The first part of this series described approaches for using social graphs to illustrate the way members of enterprise social networks comment on each others’ content. All the examples in part 1 used very small networks to describe these concepts. Let us now apply these to larger networks, and see how different graph layouts can highlight different aspects of the network.

The graph below shows comments between members of a 200-user network during one month. The graph layout is determined by the Fruchterman-Reingold algorithm, a force-directed algorithm which encourages closely related nodes to be plotted near each other. The effect of this is that the best-connected members of the network gravitate to the centre of the graph, and the least-connected to the edges.


This immediately highlights which members are engaging well, and which are completely disconnected from other members. However, as the network grows, this layout becomes increasingly poor at identifying clusters in the network which represent groups of members who are working closely together. The graph below shows exactly the same data, with a different layout algorithm which aims to identify these clusters.


Here we see one central cluster of usage, with several smaller clusters. However, the clusters remain fairly closely connected to each other, as one might expect in a small company. In larger companies, the clusters are typically more distinctly separated, as shown in the graph below.


It also becomes very obvious from a layout like this how some clusters are too heavily dependent on single members to hold them together.

Another interesting way to lay out the graph is based on geographical location. This highlights the communication across regions in a globally-distributed organization. The graph below plots all the members of the network from the first example based on their primary office location (centred on zero line of longitude).

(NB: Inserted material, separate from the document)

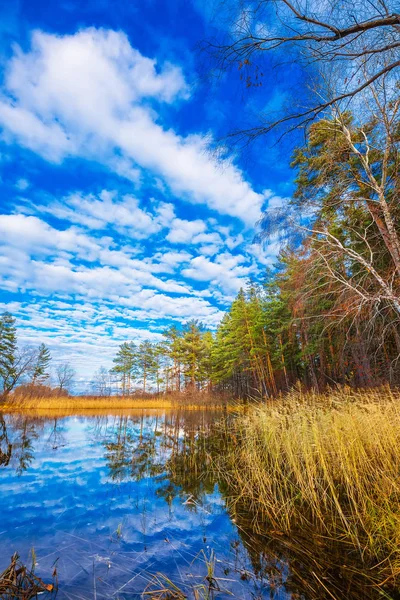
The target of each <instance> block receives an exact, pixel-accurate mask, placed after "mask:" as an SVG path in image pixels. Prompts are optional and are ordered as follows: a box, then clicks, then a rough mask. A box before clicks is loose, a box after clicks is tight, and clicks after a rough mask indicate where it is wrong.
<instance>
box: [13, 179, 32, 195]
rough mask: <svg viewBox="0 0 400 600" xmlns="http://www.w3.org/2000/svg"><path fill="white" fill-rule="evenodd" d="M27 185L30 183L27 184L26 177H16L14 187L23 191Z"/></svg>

Of course, the problem with such a layout is that it plots members at the same location on top of each other. This is a useful reminder that the most scientifically-correct graph is not necessarily the most useful. If we force members at the same location slightly apart from each other, we get a much clearer picture of inter-region communication.

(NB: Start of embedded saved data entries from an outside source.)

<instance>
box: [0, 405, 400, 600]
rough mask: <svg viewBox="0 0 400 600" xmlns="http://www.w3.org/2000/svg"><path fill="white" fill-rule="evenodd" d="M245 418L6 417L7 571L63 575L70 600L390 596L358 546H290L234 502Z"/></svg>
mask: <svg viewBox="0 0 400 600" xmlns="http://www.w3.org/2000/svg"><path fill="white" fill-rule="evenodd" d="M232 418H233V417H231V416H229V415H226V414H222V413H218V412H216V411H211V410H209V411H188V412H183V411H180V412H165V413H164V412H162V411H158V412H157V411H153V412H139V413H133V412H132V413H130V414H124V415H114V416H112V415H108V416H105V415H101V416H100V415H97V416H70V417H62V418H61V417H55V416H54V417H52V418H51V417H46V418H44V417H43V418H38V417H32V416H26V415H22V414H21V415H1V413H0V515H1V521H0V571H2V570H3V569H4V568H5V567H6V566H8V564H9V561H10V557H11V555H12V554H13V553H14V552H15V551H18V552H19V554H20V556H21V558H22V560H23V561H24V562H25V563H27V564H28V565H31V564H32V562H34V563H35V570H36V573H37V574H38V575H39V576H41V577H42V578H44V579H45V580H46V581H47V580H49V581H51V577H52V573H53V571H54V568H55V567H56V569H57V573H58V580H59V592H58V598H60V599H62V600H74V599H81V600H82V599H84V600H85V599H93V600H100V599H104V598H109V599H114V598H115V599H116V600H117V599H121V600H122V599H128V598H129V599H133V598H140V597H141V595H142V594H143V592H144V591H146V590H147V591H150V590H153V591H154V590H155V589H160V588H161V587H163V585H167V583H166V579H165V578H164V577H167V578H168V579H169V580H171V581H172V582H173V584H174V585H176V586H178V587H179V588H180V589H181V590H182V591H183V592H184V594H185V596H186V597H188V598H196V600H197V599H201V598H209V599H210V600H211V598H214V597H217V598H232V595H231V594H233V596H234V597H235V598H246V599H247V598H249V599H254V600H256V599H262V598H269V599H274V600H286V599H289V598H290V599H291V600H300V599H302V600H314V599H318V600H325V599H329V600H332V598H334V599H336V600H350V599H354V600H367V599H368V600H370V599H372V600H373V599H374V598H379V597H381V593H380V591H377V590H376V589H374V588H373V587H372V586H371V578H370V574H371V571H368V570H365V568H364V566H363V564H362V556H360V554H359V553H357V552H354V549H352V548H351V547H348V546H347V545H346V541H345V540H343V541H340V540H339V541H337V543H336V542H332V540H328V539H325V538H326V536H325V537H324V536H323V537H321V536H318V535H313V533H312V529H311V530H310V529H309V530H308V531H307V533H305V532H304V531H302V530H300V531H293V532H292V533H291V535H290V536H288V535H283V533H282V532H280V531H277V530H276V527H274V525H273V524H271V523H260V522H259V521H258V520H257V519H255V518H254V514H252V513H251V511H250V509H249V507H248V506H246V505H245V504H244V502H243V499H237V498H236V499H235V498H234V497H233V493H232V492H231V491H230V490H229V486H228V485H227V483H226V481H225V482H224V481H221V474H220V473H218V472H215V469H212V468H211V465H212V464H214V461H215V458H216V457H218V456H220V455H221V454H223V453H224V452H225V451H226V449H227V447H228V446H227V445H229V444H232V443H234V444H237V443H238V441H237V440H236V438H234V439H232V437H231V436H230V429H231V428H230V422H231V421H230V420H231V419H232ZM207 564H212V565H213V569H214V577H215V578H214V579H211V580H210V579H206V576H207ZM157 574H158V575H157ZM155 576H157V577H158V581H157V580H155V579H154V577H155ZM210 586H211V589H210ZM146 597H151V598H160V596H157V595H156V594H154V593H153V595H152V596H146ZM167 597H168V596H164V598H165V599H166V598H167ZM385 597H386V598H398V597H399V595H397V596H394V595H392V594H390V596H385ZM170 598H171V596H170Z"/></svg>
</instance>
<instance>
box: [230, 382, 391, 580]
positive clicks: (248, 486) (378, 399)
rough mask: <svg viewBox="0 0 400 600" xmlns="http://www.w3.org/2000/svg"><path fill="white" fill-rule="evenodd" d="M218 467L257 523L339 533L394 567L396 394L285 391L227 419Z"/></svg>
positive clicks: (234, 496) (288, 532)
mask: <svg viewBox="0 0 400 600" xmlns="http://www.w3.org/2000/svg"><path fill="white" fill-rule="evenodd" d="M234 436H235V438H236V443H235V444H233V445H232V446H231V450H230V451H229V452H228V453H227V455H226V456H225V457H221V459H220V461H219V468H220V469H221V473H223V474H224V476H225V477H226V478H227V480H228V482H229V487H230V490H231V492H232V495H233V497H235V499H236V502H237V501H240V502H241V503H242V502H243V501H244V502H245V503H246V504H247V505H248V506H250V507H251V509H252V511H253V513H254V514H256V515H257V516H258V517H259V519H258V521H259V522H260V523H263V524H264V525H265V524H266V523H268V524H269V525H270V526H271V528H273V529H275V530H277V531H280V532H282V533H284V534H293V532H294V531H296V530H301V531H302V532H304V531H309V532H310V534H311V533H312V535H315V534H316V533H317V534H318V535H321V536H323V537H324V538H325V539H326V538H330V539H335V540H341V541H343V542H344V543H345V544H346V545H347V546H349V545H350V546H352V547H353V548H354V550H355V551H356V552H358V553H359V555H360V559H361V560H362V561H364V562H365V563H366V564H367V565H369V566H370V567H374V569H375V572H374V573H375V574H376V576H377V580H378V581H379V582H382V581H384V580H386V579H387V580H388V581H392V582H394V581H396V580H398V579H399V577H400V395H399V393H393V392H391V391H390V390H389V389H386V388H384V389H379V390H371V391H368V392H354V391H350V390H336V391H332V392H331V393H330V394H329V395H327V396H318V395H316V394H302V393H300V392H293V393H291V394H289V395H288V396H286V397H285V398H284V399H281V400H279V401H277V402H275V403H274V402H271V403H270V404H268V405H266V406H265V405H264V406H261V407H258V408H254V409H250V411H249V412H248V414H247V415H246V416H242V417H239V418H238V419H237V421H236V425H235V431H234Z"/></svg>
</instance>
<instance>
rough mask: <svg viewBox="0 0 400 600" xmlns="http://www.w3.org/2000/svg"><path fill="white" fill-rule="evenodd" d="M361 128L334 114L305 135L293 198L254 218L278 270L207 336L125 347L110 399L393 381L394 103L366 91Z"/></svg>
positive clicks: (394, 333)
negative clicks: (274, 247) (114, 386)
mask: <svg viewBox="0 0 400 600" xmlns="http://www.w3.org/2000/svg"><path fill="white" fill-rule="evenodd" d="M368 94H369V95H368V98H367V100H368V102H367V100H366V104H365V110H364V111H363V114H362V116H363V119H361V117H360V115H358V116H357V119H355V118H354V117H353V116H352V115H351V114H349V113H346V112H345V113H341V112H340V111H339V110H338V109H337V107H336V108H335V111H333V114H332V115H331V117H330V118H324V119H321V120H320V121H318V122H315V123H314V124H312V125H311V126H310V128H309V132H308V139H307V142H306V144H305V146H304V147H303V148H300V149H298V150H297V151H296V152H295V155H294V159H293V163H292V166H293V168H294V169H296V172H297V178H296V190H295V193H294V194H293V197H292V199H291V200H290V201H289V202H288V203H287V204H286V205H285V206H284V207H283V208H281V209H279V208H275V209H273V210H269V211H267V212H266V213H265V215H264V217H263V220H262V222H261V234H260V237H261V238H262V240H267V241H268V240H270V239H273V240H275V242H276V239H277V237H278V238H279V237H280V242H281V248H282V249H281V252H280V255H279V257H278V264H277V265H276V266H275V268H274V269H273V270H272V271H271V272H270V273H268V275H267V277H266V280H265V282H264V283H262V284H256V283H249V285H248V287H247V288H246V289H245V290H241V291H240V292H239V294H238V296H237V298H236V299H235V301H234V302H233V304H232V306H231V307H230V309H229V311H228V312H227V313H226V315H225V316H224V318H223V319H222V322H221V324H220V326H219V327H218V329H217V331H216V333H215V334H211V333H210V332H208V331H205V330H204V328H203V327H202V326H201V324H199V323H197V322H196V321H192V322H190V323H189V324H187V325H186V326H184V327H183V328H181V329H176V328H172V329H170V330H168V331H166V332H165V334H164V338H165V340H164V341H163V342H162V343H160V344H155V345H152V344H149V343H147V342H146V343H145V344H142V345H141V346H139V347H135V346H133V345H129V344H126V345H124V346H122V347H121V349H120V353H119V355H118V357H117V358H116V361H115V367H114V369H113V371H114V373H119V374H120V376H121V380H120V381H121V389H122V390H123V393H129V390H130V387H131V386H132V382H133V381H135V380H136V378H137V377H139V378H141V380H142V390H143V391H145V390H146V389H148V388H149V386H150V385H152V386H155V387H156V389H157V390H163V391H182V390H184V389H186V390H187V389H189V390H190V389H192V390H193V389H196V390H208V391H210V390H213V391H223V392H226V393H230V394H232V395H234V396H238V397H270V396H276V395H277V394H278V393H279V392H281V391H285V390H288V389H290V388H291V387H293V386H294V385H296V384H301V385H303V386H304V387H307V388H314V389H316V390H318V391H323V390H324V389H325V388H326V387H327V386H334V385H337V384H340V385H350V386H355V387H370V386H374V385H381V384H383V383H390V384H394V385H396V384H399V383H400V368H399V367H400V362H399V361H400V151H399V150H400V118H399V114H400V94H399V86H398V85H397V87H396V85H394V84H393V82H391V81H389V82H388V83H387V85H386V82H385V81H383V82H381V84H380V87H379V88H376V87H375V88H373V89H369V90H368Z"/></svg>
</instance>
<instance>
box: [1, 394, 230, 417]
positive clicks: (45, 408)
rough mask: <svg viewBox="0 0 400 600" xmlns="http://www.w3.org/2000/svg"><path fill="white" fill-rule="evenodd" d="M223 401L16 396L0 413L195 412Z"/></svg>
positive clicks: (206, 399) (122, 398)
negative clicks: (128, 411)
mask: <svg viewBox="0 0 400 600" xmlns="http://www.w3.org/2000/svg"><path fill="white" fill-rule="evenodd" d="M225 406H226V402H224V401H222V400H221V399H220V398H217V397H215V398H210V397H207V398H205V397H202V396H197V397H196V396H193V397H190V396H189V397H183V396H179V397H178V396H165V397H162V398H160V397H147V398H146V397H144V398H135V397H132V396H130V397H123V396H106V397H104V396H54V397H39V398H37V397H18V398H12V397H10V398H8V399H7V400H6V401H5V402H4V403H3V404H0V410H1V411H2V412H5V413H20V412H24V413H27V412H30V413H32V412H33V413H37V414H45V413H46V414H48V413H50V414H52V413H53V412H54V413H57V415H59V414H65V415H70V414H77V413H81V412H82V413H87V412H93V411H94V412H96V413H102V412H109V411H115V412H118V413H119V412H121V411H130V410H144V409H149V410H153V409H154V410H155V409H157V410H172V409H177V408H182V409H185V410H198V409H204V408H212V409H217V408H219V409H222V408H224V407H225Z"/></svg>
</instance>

What we lose in geographical accuracy, we gain in insight into network behaviour. Here we can quickly see three major centres of activity and three smaller, less active locations. We also see very strong cross-region links, suggesting the network has been successful in connecting a geographically-distributed workforce.

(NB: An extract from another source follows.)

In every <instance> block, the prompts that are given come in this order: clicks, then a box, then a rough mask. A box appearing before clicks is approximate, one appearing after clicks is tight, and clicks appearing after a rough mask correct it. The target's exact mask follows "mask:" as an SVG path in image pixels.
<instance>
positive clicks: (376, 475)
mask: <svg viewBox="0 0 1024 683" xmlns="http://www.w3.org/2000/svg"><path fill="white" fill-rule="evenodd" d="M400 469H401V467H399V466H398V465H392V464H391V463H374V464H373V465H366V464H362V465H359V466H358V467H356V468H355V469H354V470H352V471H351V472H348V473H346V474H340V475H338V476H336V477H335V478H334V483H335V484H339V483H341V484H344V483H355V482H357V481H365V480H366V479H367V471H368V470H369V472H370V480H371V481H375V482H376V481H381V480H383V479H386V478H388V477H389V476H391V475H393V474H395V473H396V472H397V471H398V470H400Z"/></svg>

I am often asked which layout is best. The answer, of course, is that it depends on what you want to know. Social graphs can show a wide variety of different relationships – all of the examples covered here and in part 1 have focused on comments between members but it is also useful to visualize relationships such as members viewing other members’ content and members assigning tasks to other members. Members can also be grouped together into departments to see the connectivity between departments within an organisation.